Нормальный человек, по мнению Данилова, должен был рассмеяться в ответ на подобный вопрос, дураку полагалось обидеться, но Ростислав Александрович не сделал ни первого, ни второго. Он вздохнул и с заметным сожалением ответил:

— Мы сами по себе Кочерыжкины, у нас род не дворянский, а купеческо-профессорский. Между прочим, прадед мой, Петр Ростиславович, стоял у истоков медицинского факультета в Нижегородском университете…

«„Стоял у истоков медицинского факультета“ — это круто, — оценил Данилов. — И сказано красиво. Одно дело „работать“ или „участвовать в создании“ и совсем другое „стоять у истоков“. Как там у Пушкина: „На берегу пустынных волн стоял он, дум великих полн, и вдаль глядел…“ Ну, волны не истоки, а все равно впечатляет».

— Я вижу, что вы уже познакомились! — в ординаторскую вошел начальник отделения. — Ростислав Александрович, я же предупреждал насчет курения в отделении! Дойдет до Станислава Марковича, так мне первому влетит, хоть я и некурящий! И откройте окно, а то у вас тут хоть топор вешай.

— Я же не могу во время дежурства выходить курить на лестницу, — проворчал Кочерыжкин, вытряхивая пепельницу в мусорную корзину. — Вот и курю в пределах отделения…

Над корзиной поднялось серое пепельное облачко.

— Пойдемте ко мне, — пригласил Роман Константинович. — Пора уже.

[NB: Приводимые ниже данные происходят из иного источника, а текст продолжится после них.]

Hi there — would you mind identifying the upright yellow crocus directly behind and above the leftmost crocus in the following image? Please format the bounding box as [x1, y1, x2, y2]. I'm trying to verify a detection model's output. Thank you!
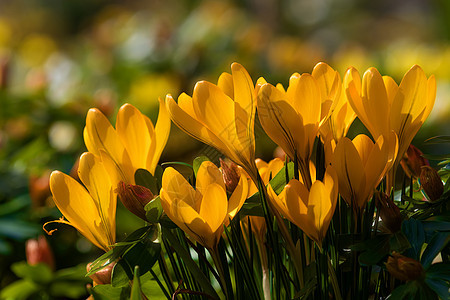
[84, 99, 170, 186]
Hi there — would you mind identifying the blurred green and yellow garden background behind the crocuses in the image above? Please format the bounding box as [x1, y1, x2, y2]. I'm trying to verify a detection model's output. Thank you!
[0, 0, 450, 298]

— Сейчас, только диван соберу, — ответил Кочерыжкин.

Под надсадный скрип дивана Данилов и начальник отделения вышли из ординаторской. На посту их ждали две сестры — «старая», уже знакомая Данилову, носатая Мира и большеглазая девочка-одуванчик, высокая тоненькая блондинка, пушистые кудри которой со всех сторон выбивались из-под высокого накрахмаленного колпака.

— Девочки, на пятиминутку! — скомандовал Роман Константинович. — Заодно познакомьтесь с новым доктором. Доктора зовут Владимир Александрович, а это Миранда (носатая изобразила на лице некое подобие улыбки и кивнула Данилову) и Наташа (одуванчик ограничился кивком, без улыбки).

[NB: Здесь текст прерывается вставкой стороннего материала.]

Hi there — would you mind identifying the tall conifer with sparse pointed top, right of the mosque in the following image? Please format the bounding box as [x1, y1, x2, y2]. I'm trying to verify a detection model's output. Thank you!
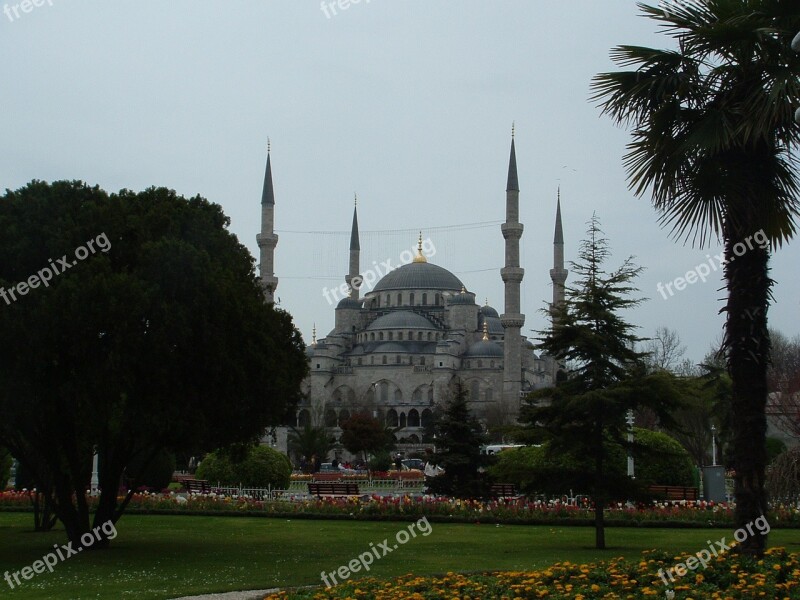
[520, 216, 676, 549]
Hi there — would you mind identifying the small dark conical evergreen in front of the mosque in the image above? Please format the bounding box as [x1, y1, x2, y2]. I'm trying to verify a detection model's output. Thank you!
[428, 383, 488, 498]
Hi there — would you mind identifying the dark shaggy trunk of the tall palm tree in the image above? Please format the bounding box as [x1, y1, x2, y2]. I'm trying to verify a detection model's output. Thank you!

Пятиминутку в первом реанимационном отделении проводили в «сестринской», комнате отдыха медсестер, расположенной прямо за постом. Сестринская была побольше ординаторской и попросторнее — вместо громоздкого дивана здесь стояла «малогабаритная» медицинская кушетка, самая обычная, так называемая «смотровая». Да и стол размерами не дотягивал до «врачебного», причем был он не письменным, а простецким, из серии «четыре ножки — три перекладины».

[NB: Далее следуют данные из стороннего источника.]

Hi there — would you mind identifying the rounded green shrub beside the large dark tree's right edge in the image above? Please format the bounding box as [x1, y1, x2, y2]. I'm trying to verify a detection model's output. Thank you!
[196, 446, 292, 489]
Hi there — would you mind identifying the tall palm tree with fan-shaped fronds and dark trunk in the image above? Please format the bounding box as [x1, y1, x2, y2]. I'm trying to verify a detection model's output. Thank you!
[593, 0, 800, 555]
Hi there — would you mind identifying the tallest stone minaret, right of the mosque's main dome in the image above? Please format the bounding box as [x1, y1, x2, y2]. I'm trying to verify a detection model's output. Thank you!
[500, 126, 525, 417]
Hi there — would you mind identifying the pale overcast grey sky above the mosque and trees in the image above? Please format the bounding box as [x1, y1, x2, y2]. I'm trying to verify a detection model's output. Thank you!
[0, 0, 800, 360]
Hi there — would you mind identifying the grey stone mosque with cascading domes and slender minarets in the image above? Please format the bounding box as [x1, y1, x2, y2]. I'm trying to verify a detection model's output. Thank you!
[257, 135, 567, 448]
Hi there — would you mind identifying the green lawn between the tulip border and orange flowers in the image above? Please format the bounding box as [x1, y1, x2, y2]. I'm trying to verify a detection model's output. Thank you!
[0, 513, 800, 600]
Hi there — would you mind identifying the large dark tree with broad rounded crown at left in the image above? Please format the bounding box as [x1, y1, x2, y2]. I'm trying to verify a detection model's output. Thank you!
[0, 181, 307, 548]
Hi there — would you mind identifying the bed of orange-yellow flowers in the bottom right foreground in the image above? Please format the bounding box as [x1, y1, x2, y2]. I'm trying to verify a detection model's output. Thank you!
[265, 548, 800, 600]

— Любаня сегодня задержится, — сказал Роман Константинович, усаживаясь на один из трех стоящих в сестринской стульев.

Медсестры переглянулись и дружно захихикали. Роман Константинович покосился на них и хотел что-то сказать, но в этот миг вошел Кочерыжкин и с ходу начал докладывать:

— В отделении пять человек, четверо тяжелых, один средней тяжести, может быть переведен в отделение. Это я про Шашкина. Без движения, поступлений за сутки не было, переводов не было, ничего, можно сказать, не было.

— Благодать, — улыбнулся Роман Константинович. — Проблемы были?

— Нет, — покачал головой Кочерыжкин. — Разве что Шашкин опять обещал жалобу на имя министра написать.

— За что?

— За то, что его не кормят как положено.

— А как ему положено?

— Известно как, — ухмыльнулся Кочерыжкин, — борщ со сметанкой, котлеты с гречкой, и всего побольше.